I’ve encountered an interesting issue while using torch.compile()
for inference with a RegionViT model and would appreciate help debugging it.
I’ve filed a detailed bug report here: TypeError when using torch.compile with RegionViT under torch.inference_mode() · Issue #146780 · pytorch/pytorch · GitHub
My main goal is to understand which part of the code is causing the issue and how to fix it in my implementation.
Reproduction Steps
Install required packages:
pip install birder torch torchvision torchaudio
Run the following minimal example:
from birder.model_registry import registry
import torch
net = registry.net_factory("regionvit_t", input_channels=3, num_classes=1000)

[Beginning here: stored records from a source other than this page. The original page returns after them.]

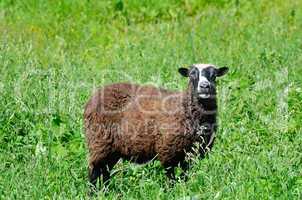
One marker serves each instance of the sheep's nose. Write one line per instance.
(204, 85)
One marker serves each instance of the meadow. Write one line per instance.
(54, 54)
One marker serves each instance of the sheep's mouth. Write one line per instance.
(204, 93)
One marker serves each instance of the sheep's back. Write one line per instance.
(137, 116)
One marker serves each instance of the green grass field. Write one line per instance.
(54, 54)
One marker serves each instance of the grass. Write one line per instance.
(54, 54)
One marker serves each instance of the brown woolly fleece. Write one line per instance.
(141, 123)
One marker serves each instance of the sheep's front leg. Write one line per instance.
(170, 172)
(94, 174)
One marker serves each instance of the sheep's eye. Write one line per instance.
(193, 74)
(212, 77)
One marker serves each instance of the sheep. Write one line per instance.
(143, 123)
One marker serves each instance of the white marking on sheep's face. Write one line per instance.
(203, 78)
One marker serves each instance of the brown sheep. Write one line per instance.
(140, 123)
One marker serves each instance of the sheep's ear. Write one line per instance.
(221, 71)
(184, 71)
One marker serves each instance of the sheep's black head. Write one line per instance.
(203, 78)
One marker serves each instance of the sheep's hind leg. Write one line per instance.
(170, 172)
(94, 174)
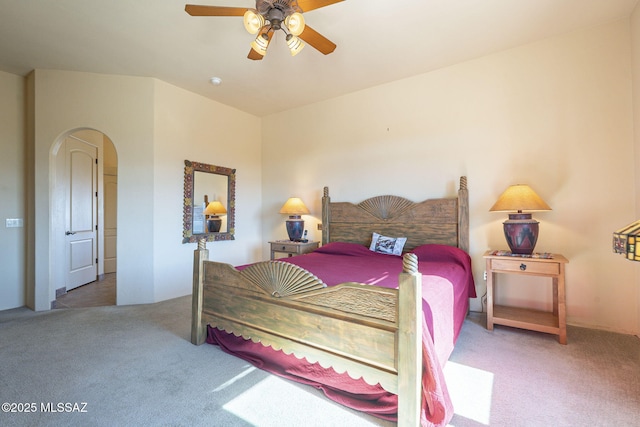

net.to(torch.device("cuda"))
net.eval()
net = torch.compile(net)
with torch.inference_mode():
net(torch.rand(1, 3, 256, 256, device=torch.device("cuda")))
Debugging Attempts
I’ve added print statements to locate the failure point and observed some unexpected behavior. In the main forward pass (reference: [birder/net/regionvit.py · c1f5f9adb6b552af7f1cd2b9603e8a5abf8d3340 · birder / birder · GitLab)):
def forward(self, cls_tokens: torch.Tensor, patch_tokens: torch.Tensor) -> tuple[torch.Tensor, torch.Tensor]:
(cls_tokens, patch_tokens) = self.proj(cls_tokens, patch_tokens)
(out, mask, p_r, p_b, B, C, H, W) = convert_to_flatten_layout(cls_tokens, patch_tokens, self.ws[0])
for blk in self.blocks:
# print("A")
out = blk((out, B), mask)
# print("B")
# print("C")
(cls_tokens, patch_tokens) = convert_to_spatial_layout(out, B, C, H, W, self.ws, mask, p_r, p_b)
return (cls_tokens, patch_tokens)
Interestingly:
- Adding print statements at points A or B makes the code succeed
- Adding print statements at point C still results in failure
- Any print statement inside the
blk
forward pass also leads to success
Does anyone have any ideas on how to zero in on the issue? Any insights or suggestions would be greatly appreciated.